Consumer biz offers huge potential
* The growth and dominance of both the Consumer businesses – RJio and Reliance Retail, in their respective sectors should hold them in good stead.
* RJio’s revenue growth has decelerated in the last few quarters to the mid-single digits v/s the double digits – given the moderation in subscriber adds and no tariff hikes since the last one four quarters ago. However, a) the recent launch of JioPhone, b) spectrum investment, and c) consolidation in the market toward the top two telcos should augur well for RJio over the next two years, irrespective of a price hike. We have factored in core revenue/EBITDA growth at 20%/34% over FY20–23E to reach INR941b/INR513b, not considering a material price hike.
* Reliance Retail has been severely afflicted by COVID-led store closures in the last year. However, JioMart’s a) quick scale-up less than a year since its launch and b) widening reach and expanding product categories have cushioned the impact and offer a strong growth opportunity. We have factored in core revenue/EBITDA growth at 21%/22% over FY20–23E to reach INR1,629b/INR155b
Valuation and recommendation
* RIL, in the last year, has seen strong deleveraging on the back of value unlocking in the Consumer business – which has aided valuations. However, weakness in earnings has resulted in the stock underperforming the Nifty by 35% in the past six months.
* The Consumer biz – RJio and Reliance Retail are richly valued given their strong growth potential. We see price hikes in the Telecom business and revival in the Retail business – led by strong growth potential in JioMart – as key levers for the stock over the next two years.
* The ongoing O2C restructuring augurs well for the company as it opens up the possibility of strategic partnerships with global majors – as witnessed in the Telecom and Retail segments.
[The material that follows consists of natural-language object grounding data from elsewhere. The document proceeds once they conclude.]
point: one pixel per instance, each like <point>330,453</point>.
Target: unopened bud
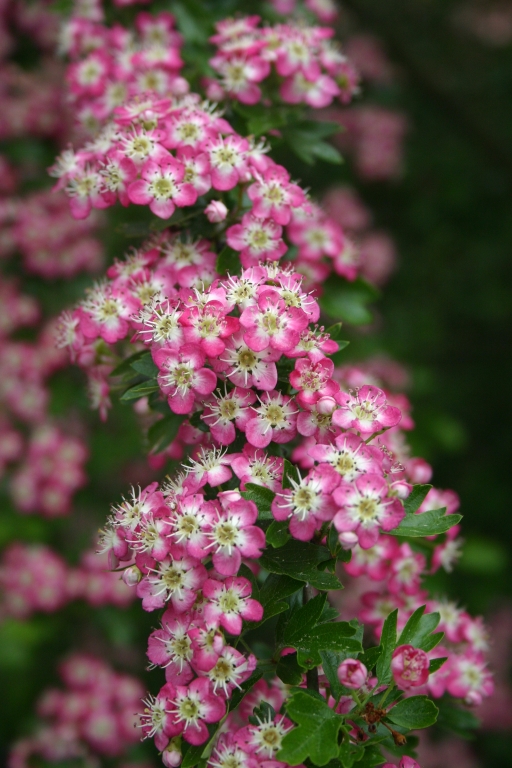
<point>131,576</point>
<point>216,211</point>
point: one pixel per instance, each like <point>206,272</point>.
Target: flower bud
<point>171,756</point>
<point>352,673</point>
<point>409,666</point>
<point>216,211</point>
<point>348,539</point>
<point>131,576</point>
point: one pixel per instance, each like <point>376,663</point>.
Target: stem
<point>311,674</point>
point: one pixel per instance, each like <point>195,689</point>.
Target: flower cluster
<point>51,243</point>
<point>51,472</point>
<point>92,717</point>
<point>34,578</point>
<point>308,67</point>
<point>111,66</point>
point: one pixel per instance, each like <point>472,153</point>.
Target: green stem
<point>311,674</point>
However, poor profitability due to low oil prices and continued poor refining margins may result in further delays.
* Vaccination drives appear to be gaining momentum all over the globe, with large economies such as the US and India inoculating more than 4m daily. This is expected to soon revive demand for transportation fuels, thus boosting GRMs. Since the company has stopped disclosing GRMs separately, we build in EBITDA of USD108/123/mt for FY22/FY23E (vis-à-vis USD72/mt reported in 3QFY21) – on the back of improvement in refining and petchem margins.
* RIL is trading at 8.1x FY23 EV/EBITDA and 15.7x FY23 EPS. Using SOTP, we value the stock at INR2,330 and reiterate Buy on the stock.